I could say that I was as much influenced by cave painting or African and New Guinean art than the by the Surrealists.
And, to make a bit of a trite statement: life has surreal aspects to it. It is bizarre, absurd, and irrational, it is un-definable. It is a mixture of objectivity and subjectivity. So when you ponder things you come to some of the same conclusions that the Surrealists came to and tried to express in their work.
TC: Your style has been described as “documentary fiction,” a neat phrase that links the real with the fabricated. Is the persistence of the real in photography what draws you to it as a medium?
RB: I was drawn to photography as a young man, because somehow it was a way of expressing myself and finding my identity in a media. I’m really not thinking about anything. My job is to do the work. Take the pictures. And that’s all. You know, up until I was about 50 I didn’t give any of this any thought. I think the issue is photography generally. Photography, like everything else, brings with it certain prejudices. When people look at a photograph they look at it in a different way than they would look at a painting. They feel that it’s representative of a reality that existed: if they were at that place and time they would be able to experience something very similar to what the photograph shows. But this is a total fallacy.
TC: There is a saying in film, ‘Never work with children or animals.’ You have done both for a very long time…
RB: Children are very spontaneous and animals have no relationship to the camera. Sometimes things happen that you wouldn’t expect.
TC: So the payoff for the difficulty of getting them to do what you want is that they might spontaneously do something else?
RB: It might be better. So it’s almost like a coproduction in some ways. Although you wouldn’t say with a snake that it’s a coproduction. A lot of the people that I have worked with over the years in South Africa, they are not really conscious of the camera. They are not used to being photographed. It’s not a tool that they have encountered. They haven’t interacted with that media.
TC: And is this part of their appeal as a subjects to photograph?
RB: Every subject has different positive and negatives. I can’t really say. The picture is made up of thousands of elements; a person is only one part of the picture. You have to link various disparate circumstances and make a coherent statement out of it.
TC: In many ways your photographs feel like stills captured from a movie. So directing a video seemed like a natural move. The I Finky U Freeky video clip you made in 2012 for the South African rap trio Die Antwoord has had something like 77 million hits and counting…

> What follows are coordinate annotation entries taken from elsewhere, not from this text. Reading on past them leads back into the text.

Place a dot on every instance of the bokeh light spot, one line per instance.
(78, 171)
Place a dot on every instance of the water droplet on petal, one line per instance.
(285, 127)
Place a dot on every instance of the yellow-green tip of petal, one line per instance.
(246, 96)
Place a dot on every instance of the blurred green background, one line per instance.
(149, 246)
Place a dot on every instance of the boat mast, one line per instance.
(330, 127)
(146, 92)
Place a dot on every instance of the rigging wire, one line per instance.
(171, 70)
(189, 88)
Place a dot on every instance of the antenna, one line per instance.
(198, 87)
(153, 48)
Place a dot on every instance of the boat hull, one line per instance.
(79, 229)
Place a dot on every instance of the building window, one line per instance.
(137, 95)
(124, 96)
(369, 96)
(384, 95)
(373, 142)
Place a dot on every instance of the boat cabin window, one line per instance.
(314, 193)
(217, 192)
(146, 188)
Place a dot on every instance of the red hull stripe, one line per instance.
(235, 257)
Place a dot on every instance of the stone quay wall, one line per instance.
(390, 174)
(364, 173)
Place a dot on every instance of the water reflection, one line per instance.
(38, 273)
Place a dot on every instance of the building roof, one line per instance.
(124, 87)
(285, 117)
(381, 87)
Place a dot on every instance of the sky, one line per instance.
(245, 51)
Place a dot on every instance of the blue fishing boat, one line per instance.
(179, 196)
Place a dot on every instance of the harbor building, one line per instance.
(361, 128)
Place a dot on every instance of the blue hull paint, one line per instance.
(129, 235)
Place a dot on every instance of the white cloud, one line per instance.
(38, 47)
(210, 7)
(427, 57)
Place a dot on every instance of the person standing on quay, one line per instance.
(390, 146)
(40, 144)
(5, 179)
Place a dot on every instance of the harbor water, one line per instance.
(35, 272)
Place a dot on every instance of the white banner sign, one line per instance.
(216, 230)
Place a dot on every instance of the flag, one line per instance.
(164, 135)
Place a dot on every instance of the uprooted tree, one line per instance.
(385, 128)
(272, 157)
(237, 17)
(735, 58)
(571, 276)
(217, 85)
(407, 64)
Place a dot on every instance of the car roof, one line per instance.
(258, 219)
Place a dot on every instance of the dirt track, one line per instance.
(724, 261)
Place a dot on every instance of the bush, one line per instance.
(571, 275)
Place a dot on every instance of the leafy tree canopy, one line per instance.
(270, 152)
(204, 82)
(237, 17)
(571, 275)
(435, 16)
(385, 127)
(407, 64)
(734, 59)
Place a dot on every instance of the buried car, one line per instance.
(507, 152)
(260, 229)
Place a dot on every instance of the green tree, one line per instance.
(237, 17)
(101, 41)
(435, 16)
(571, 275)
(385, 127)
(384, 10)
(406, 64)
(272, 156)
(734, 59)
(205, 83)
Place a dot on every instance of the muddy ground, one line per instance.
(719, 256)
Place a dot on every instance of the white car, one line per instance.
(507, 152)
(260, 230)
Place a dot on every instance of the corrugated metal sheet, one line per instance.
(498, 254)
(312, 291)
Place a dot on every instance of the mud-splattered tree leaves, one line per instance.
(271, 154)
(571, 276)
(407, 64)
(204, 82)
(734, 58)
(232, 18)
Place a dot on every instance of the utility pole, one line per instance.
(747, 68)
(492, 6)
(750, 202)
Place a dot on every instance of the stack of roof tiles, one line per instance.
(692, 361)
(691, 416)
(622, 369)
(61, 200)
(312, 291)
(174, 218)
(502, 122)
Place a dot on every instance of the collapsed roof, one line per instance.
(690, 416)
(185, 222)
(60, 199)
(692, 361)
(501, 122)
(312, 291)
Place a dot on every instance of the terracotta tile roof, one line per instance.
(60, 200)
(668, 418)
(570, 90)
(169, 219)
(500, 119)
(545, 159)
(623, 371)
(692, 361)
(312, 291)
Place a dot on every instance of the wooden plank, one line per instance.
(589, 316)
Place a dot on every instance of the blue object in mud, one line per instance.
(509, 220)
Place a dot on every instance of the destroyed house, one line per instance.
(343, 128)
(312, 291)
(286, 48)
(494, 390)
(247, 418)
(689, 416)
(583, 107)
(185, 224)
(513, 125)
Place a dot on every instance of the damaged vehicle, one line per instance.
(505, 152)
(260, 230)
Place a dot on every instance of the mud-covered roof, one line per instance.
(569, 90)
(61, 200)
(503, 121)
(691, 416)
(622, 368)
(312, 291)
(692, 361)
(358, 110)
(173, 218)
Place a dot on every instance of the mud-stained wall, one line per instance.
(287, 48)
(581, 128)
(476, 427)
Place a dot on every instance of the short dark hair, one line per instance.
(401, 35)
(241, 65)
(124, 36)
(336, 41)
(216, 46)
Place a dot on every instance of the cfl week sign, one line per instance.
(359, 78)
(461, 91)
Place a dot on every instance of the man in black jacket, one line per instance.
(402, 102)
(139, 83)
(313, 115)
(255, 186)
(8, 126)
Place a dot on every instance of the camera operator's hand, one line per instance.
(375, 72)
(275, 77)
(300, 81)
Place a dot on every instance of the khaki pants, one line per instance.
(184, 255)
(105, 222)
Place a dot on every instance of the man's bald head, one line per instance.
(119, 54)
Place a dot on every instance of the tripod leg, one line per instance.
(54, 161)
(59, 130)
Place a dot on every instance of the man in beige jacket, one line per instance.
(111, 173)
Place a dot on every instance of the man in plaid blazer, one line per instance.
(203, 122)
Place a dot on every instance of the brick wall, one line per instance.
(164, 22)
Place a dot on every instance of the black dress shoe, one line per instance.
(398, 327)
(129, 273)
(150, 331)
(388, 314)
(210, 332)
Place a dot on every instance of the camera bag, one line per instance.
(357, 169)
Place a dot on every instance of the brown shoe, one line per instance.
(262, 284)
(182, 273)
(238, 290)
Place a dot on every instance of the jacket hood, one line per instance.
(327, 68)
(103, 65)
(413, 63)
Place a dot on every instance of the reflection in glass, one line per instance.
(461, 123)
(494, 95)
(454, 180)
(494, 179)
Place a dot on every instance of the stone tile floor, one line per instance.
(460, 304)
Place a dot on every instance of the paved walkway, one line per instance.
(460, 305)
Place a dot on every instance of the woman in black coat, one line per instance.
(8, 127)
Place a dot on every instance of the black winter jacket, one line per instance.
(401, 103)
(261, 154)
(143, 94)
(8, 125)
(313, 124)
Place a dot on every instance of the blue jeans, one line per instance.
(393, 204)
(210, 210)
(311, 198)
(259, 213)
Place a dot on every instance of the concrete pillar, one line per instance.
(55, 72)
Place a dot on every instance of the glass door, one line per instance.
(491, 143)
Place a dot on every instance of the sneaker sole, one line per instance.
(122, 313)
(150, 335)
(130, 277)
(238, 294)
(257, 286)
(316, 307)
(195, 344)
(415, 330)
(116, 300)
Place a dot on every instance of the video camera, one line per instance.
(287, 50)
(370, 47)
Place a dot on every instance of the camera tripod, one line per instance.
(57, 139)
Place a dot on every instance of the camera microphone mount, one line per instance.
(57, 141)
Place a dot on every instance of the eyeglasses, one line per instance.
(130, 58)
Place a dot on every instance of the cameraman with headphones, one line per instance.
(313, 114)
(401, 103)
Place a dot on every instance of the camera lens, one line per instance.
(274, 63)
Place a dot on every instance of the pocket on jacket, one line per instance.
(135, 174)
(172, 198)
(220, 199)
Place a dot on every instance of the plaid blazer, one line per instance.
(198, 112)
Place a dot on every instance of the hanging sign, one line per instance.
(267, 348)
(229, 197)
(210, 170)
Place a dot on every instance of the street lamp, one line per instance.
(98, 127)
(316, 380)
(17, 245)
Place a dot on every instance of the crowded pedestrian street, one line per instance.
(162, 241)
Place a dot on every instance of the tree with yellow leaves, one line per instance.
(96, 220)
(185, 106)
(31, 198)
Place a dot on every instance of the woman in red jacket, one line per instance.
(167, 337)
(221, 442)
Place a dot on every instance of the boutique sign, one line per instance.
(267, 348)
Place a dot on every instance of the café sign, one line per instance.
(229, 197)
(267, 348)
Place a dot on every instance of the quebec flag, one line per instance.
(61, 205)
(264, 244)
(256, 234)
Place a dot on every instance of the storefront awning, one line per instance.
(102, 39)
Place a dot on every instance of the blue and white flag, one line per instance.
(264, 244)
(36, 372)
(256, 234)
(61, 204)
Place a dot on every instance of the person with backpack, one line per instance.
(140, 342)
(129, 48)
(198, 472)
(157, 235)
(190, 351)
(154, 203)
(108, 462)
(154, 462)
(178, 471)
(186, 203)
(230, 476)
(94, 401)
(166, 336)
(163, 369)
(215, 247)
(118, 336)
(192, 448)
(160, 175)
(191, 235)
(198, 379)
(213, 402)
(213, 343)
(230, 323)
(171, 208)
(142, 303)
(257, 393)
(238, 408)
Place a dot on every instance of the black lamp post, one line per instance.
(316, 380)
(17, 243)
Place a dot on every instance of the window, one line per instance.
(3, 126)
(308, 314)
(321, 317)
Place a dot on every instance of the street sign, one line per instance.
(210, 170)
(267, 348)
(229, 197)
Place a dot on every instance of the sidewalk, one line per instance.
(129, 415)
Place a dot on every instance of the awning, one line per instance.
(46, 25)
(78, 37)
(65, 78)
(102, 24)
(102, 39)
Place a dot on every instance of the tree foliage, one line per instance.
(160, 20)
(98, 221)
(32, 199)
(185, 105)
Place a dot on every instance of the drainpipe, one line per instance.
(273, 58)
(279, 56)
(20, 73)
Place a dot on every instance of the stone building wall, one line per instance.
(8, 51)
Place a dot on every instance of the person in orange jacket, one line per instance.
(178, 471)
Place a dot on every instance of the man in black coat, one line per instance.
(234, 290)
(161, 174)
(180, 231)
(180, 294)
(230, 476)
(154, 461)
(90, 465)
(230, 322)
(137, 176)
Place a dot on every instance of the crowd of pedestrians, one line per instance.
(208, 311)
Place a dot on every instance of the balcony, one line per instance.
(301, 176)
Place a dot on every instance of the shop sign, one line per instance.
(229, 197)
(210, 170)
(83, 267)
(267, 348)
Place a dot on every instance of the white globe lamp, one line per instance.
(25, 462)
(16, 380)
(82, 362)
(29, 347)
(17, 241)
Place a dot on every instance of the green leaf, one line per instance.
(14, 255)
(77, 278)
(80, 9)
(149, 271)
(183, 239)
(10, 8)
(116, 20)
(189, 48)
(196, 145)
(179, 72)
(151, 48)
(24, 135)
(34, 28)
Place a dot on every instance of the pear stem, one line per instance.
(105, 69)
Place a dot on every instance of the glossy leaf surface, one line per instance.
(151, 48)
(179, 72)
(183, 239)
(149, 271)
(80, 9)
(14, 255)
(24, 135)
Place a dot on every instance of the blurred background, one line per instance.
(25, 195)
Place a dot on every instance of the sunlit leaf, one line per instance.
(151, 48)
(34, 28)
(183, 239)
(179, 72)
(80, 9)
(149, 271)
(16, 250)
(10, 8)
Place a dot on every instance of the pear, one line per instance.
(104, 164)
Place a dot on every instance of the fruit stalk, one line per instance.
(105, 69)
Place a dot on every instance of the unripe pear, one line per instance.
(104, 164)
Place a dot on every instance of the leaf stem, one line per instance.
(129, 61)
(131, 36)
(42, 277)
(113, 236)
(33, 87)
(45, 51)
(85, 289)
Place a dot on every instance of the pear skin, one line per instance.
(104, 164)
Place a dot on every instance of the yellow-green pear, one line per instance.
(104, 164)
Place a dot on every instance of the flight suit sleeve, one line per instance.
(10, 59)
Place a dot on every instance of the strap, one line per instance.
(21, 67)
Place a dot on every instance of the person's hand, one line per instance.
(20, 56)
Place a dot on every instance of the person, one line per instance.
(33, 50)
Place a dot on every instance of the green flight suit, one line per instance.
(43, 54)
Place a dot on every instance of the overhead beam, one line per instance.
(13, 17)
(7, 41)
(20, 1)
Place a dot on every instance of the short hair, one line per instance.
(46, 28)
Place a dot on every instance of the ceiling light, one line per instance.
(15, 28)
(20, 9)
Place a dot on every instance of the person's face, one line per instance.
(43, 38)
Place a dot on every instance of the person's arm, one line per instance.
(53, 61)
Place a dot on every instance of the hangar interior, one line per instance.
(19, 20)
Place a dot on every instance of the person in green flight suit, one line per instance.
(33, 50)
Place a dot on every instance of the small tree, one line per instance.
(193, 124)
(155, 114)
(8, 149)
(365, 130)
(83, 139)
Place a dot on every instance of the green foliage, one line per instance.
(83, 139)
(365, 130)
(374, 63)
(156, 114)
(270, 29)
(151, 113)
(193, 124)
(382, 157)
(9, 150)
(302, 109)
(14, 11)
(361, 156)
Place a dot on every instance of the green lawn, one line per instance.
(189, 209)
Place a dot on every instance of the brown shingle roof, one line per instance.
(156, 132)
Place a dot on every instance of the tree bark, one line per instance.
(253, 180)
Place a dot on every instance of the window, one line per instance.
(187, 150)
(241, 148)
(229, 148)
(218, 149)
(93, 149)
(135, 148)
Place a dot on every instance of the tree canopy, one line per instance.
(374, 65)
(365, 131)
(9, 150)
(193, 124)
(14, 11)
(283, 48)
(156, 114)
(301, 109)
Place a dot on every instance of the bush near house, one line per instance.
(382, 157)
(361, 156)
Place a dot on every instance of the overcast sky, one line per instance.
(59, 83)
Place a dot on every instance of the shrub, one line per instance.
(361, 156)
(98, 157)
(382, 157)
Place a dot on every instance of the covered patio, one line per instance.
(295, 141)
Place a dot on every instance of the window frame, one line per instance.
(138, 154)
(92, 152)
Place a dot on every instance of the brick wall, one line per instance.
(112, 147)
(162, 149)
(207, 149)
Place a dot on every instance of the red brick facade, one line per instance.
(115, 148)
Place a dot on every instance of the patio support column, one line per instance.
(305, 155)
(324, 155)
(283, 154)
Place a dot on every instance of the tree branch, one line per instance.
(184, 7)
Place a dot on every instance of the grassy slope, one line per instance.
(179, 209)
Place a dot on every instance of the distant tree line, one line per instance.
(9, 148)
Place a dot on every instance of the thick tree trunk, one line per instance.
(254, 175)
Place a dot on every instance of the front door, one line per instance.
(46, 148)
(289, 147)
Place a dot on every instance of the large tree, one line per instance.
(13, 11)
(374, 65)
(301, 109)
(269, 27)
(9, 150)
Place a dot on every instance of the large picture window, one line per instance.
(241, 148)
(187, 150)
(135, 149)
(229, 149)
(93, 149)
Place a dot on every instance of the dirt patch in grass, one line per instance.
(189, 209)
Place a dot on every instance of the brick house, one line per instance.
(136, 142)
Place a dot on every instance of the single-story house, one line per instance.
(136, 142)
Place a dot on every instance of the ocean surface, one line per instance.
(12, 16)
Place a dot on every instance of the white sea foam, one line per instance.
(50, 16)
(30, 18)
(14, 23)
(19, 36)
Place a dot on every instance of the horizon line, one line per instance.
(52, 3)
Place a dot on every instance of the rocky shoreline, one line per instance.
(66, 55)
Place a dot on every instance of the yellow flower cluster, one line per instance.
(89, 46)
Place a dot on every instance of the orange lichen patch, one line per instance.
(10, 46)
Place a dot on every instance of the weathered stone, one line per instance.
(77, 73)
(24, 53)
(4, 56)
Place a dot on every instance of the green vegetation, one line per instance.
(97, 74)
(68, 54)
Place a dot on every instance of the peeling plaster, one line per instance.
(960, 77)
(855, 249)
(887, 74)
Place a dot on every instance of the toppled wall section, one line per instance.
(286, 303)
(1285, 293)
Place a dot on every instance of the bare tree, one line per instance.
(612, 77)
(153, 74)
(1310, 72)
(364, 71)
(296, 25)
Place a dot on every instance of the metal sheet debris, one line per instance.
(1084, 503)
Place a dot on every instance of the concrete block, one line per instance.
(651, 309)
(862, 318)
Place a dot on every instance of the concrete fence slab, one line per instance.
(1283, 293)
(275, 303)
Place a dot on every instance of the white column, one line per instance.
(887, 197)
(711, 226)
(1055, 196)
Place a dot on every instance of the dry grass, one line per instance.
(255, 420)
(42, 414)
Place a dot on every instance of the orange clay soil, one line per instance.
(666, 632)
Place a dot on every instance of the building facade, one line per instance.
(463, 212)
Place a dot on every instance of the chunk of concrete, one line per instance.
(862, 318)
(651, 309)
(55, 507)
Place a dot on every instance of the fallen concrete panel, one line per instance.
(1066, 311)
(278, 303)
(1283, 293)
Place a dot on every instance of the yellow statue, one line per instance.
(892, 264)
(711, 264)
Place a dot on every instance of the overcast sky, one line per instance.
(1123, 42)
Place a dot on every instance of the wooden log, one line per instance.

RB: I was as surprised as anybody could have been. I had no expectations and this thing went crazy. It’s one of the most famous videos in the last 10 years. A lot of young people became aware of my work. And I became aware of the power of making videos in parallel to making my photographs. I didn’t make the Outland and Asylum of the Birds videos just to advertise my books. They are parallel artworks, but the modus operandi came from the success of that Die Antwoord video.
TC: Theatre of the Mind includes a site-specific installation, Theatre of Darkness, under the old psychiatric hospital in Callan Park. What will we see down there?
RB: It’s an amazing space. The cells are like European mediaeval dungeons. We are creating installations which have a similar aesthetic to the photographs using drawings, sculpture and sound. Each room will feel like there is a patient in there, but they won’t be real people. We are making sculpture people. It’s a true dungeon. It’s not fake. It’s not like something you’d find in Disneyland. You wouldn’t expect to find this in Australia. It’s really a tremendous space, hopefully my installation will be able to merit the location.